- data
data.frame of the dataset to be used.
- genes
data.frame of the variables inside the genetic score G (can be any sort of variable, doesn't even have to be genetic).
- env
data.frame of the variables inside the environmental score E (can be any sort of variable, doesn't even have to be environmental).
- formula
Model formula. Use E for the environmental score and G for the genetic score. Do not manually code interactions, write them in the formula instead (ex: G*E*z or G:E:z).
- cv_iter
Number of cross-validation iterations (Default = 5).
- cv_folds
Number of cross-validation folds (Default = 10). Using cv_folds=NROW(data)
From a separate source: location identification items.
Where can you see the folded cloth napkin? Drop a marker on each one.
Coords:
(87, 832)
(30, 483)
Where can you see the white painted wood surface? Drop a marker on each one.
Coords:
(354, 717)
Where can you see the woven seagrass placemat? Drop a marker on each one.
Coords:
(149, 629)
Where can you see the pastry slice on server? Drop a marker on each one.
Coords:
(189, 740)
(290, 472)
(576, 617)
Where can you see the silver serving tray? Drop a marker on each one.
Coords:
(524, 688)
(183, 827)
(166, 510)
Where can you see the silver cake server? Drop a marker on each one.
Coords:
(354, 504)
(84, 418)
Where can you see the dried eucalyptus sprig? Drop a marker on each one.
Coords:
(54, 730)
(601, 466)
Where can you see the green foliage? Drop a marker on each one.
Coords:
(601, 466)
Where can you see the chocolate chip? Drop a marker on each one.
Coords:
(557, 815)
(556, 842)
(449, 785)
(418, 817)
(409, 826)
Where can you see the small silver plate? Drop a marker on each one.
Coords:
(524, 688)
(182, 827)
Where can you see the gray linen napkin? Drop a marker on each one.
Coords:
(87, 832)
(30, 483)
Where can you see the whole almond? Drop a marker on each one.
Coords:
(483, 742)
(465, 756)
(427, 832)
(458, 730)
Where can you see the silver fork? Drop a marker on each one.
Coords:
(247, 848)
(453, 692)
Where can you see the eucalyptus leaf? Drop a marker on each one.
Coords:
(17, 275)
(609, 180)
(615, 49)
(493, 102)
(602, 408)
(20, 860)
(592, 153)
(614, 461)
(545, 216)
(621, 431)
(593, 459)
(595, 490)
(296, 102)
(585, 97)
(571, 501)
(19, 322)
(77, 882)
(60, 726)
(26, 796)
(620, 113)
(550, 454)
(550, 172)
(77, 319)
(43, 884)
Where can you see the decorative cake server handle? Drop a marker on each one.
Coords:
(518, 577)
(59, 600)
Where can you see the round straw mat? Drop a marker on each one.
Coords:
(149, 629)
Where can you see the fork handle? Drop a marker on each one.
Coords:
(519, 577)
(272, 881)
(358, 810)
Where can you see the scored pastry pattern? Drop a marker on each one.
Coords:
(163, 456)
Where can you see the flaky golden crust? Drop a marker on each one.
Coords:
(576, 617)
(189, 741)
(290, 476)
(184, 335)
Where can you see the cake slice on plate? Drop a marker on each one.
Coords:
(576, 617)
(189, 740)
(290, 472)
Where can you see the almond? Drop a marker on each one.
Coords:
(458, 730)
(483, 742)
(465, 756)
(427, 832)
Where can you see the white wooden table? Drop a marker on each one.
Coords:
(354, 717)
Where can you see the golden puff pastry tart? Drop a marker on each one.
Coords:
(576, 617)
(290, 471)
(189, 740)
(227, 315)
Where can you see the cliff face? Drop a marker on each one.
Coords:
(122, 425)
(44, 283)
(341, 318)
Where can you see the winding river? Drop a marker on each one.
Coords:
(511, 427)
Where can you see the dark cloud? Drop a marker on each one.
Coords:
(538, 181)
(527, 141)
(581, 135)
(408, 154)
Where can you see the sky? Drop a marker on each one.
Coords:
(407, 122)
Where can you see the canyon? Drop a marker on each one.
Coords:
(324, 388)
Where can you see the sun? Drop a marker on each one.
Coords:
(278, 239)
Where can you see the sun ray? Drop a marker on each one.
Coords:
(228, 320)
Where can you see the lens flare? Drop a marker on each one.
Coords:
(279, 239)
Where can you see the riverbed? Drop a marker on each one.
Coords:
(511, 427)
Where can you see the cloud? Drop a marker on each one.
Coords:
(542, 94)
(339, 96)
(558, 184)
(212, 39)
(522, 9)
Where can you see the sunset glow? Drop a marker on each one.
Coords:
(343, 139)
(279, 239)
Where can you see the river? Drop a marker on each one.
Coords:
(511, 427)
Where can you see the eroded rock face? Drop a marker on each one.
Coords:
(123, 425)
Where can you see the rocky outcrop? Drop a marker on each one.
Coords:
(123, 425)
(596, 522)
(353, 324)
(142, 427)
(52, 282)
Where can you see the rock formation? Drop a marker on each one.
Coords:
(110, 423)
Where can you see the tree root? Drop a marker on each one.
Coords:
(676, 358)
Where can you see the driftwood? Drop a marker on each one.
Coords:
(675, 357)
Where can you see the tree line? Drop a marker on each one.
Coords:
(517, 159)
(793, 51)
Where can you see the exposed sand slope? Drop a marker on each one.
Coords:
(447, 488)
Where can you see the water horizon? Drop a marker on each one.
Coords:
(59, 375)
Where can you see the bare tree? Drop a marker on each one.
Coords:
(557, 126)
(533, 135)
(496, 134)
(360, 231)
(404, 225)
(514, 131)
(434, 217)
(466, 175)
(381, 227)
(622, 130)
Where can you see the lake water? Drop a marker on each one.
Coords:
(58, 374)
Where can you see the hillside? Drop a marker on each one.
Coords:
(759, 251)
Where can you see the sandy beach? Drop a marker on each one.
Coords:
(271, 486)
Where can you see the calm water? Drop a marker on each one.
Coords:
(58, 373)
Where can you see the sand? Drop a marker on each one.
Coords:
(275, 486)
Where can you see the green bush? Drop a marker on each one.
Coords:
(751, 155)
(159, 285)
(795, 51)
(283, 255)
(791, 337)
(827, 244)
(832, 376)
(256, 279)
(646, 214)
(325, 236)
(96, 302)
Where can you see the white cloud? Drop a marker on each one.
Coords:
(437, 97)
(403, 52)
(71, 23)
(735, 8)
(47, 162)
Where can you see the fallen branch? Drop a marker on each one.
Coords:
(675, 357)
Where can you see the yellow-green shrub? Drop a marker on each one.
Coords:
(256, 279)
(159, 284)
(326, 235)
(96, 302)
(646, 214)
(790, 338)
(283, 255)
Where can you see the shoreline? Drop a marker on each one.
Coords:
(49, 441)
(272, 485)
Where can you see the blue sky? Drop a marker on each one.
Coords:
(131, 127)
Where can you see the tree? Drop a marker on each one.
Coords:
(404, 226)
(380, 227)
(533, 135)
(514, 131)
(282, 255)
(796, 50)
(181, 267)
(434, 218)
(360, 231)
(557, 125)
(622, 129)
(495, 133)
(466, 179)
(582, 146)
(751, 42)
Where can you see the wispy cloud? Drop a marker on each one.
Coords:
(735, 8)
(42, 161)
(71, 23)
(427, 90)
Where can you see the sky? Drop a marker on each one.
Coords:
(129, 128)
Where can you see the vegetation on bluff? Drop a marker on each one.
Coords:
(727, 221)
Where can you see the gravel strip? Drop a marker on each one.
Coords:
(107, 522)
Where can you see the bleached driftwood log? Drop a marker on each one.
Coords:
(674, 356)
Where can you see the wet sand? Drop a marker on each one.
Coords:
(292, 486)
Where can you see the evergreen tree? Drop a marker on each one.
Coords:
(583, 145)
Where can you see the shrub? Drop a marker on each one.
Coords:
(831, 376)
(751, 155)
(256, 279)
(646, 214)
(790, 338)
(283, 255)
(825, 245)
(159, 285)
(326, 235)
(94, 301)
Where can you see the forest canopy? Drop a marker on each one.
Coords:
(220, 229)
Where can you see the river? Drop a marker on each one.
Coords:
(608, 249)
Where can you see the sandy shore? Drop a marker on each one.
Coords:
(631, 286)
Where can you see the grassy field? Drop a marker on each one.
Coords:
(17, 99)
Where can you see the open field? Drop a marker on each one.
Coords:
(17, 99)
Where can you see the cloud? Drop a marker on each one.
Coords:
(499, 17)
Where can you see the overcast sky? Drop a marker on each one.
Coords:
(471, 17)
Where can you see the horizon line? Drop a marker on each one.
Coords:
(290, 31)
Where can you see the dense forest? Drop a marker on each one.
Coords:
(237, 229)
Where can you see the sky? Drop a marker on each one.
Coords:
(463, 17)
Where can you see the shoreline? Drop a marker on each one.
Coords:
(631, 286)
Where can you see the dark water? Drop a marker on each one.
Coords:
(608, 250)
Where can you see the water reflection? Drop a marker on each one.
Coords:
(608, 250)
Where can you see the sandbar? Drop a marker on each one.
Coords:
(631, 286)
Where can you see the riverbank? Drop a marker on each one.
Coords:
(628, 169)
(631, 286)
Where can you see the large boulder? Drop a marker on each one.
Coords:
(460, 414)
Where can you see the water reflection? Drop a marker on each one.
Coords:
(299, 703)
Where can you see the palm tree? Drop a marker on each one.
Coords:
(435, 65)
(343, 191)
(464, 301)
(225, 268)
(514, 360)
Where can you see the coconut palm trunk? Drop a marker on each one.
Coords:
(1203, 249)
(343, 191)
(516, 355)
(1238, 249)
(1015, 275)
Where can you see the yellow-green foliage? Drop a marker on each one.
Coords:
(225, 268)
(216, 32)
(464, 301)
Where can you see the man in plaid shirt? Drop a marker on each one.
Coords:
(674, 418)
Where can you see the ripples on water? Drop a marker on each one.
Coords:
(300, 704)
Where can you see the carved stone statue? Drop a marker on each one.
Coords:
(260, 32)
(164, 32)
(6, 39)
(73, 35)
will lead to leave-one-out cross-validation.
- folds
Optional list of vectors containing the fold number for each observation. Bypass cv_iter and cv_folds. Setting your own folds could be important for certain data types like time series or longitudinal data.
- Huber_p
Parameter controlling the Huber cross-validation error (Default = 1.345).
- classification
Set to TRUE if you are doing classification (binary outcome).
- start_genes
Optional starting points for genetic score (must be the same length as the number of columns of genes
).
- start_env
Optional starting points for environmental score (must be the same length as the number of columns of env
).
- eps
Threshold for convergence (.01 for quick batch simulations, .0001 for accurate results).
- maxiter
Maximum number of iterations.
- family
Outcome distribution and link function (Default = gaussian).
- ylim
Optional vector containing the known min and max of the outcome variable. Even if your outcome is known to be in [a,b], if you assume a Gaussian distribution, predict() could return values outside this range. This parameter ensures that this never happens. This is not necessary with a distribution that already assumes the proper range (ex: [0,1] with binomial distribution).
- seed
Seed for cross-validation folds.
- id
Optional id of observations, can be a vector or data.frame (only used when returning list of possible outliers).
- crossover
If not NULL, estimates the crossover point of E using the provided value as starting point (To test for diathesis-stress vs differential susceptibility).
- crossover_fixed
If TRUE, instead of estimating the crossover point of E, we force/fix it to the value of "crossover". (Used when creating a diathes-stress model) (Default = FALSE).
- lme4
If TRUE, uses lme4::lmer or lme4::glmer; Note that is an experimental feature, bugs may arise and certain functions may fail. Currently only summary(), plot(), GxE_interaction_test(), LEGIT(), LEGIT_cv() work. Also note that the AIC and certain elements ignore the existence of the genes and environment variables, thus the AIC may not be used for variable selection of the genes and the environment. However, the AIC can still be used to compare models with the same genes and environments. (Default=FALSE).
- test_only
If TRUE, only uses the first fold for training and predict the others folds; do not train on the other folds. So instead of cross-validation, this gives you train/test and you get the test R-squared as output.